# Expressing in terms of X

• Nov 8th 2008, 08:22 PM
gearshifter
Expressing in terms of X
Would anybody happen to know how to express this in terms of X?
• Nov 8th 2008, 08:32 PM
mr fantastic
Quote:

Originally Posted by gearshifter
Would anybody happen to know how to express this in terms of X?

Read this thread for a way of doing questions like this: http://www.mathhelpforum.com/math-he...xpression.html
• Nov 9th 2008, 01:08 PM
HallsofIvy
Quote:

Originally Posted by gearshifter
Would anybody happen to know how to express this in terms of X?

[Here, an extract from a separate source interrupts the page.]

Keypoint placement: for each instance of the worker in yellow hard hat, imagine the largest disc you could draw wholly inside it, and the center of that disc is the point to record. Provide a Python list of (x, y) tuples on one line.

Saying $tan^{-1}(7/x)= \theta$ is the same as saying $tan(\theta)= 7/x$. Since tangent is "opposite side over near side", if we imagine a right triangle with legs of length 7 and x, $\theta$ is the angle opposite the leg of length 7. Now we can use the Pythagorean theorem to find the length, c, of the hypotenuse: $c^2= a^2+ b^2= 7^2+ x^2= 49+ x^2$ so $c= \sqrt{49+ c^2}$.

Now secant is 1/sine or "hypotenuse divided by opposite side" which, here, is $sec(\theta)= \frac{\sqrt{49+ x^2}{7}$. Finally, $sec^2(tan^{-1} 7/x)= sec^2(\theta)= \frac{49+ x^2}{49}$.